Сестра милосердия
Елена Крюкова
Врачи, медицинские сёстры, лазаретные нянечки… Святые, незаменимые люди на войне.В их руках самое драгоценное на земле – человеческая жизнь.Книга стихотворений Елены Крюковой посвящена военным медикам. Героизм наших медсестёр, ночи без сна, спасение раненых, помощь хирургам на сложнейших операциях… Всё это наши великие сёстры милосердия. Низкий поклон их героическому, благородному труду! Благодарность им и память о них звучат в стихах о войне, мире, силе духа, вере и любви.
Сестра милосердия
Елена Крюкова
Дизайнер обложки Владимир Фуфачёв
© Елена Крюкова, 2024
© Владимир Фуфачёв, дизайн обложки, 2024
ISBN 978-5-0059-9844-6
Создано в интеллектуальной издательской системе Ridero
СЕСТРА МИЛОСЕРДИЯ
Памяти моей матери,
нейроофтальмолога,
глазного хирурга,
военной медицинской сестры,
подполковника медицинской службы запаса,
заслуженного врача Российской Федерации
Нины Степановны Липатовой
«Сёстры мои. Сёстры…»
Сёстры мои. Сёстры.
Сёстры милосердия.
Эту дверь открою и тихо войду.
Вы мои слёзы. Вы мое бессмертие.
Наяву, во времени, в чужом бреду.
Вы чужие сёстры.
Вы чужие девочки.
Дочери, и матери, и жены, и…
Милосердье надвое, натрое не делится.
Вот оно – единое, родильное, в крови.
Вот оно – ребёнок… каждый раз рождается…
Я-то, хирургиня, застыла у стола…
Рана углубляется, кетгут разрывается,
Человека человек спасает, вот и все дела.

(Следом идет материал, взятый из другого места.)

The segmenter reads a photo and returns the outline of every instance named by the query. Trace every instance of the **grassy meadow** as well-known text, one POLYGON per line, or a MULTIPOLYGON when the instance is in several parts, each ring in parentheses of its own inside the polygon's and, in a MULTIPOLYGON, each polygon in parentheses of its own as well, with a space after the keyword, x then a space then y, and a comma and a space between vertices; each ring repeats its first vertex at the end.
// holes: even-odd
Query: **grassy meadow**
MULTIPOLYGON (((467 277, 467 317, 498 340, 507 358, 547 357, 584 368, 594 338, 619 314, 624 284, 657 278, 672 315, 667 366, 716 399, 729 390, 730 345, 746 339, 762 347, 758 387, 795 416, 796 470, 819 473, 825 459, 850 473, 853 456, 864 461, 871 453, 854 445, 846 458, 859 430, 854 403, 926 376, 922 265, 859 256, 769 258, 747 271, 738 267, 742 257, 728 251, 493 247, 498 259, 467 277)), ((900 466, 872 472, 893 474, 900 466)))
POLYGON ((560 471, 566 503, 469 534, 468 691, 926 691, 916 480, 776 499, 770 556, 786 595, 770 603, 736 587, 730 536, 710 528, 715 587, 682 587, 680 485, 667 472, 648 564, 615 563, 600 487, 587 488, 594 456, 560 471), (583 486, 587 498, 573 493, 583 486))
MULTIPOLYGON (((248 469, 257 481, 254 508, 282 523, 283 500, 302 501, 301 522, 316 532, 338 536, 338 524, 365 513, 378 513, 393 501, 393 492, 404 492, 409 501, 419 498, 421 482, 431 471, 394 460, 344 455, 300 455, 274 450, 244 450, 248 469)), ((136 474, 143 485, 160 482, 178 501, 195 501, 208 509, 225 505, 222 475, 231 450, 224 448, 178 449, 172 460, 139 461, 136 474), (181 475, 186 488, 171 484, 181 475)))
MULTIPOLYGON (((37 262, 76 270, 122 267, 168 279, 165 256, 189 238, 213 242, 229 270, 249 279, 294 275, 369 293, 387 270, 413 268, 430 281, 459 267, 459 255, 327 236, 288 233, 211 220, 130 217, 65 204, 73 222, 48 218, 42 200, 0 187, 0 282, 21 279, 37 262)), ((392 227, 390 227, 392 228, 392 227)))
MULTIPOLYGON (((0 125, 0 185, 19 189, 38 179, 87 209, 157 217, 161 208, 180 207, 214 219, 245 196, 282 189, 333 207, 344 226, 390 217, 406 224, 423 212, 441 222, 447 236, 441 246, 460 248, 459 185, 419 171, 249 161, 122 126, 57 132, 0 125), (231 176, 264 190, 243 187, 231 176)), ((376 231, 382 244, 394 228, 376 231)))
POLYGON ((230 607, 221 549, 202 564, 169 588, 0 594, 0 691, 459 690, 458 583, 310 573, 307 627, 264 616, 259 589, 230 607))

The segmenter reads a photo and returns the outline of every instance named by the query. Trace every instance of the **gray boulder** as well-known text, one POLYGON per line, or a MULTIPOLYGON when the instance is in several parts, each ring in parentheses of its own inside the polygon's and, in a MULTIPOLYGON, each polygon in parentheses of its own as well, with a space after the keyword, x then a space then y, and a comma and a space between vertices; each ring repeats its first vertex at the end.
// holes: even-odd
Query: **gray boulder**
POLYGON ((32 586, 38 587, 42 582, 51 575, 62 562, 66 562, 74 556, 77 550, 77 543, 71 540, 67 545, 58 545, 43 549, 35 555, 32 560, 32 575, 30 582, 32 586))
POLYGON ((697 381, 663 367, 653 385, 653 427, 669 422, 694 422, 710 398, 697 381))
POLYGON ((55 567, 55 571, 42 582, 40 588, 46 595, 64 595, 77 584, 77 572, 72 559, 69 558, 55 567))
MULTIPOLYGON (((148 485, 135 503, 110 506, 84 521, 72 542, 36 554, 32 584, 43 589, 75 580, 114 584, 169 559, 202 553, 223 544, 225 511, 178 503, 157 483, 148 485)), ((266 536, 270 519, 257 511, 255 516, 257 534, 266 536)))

Человеку человек – тепло… хлеб… колыбельная…
Замерцала боль керосином золотым…
Закопчённое стекло… жизнь-смерть нераздельная…
Замыкается войны чёрный круг и дым…
Божий круг. Коловрат. Вековое колесо.
Время, ты по кругу! А мне – лазарет.
Снова раненых гора. Кровь пылает полосой.
Лишь во сне моей войны не было и нет.
А глаза открою – стон… жалуются, сердятся…
Бредят… дико вопят… стариками ли, детьми…
Я опять на войне – сестра милосердия.
Крепче ты меня, солдат, пред смертью обними.
И тебя я обниму. В смерть, в неё не верится.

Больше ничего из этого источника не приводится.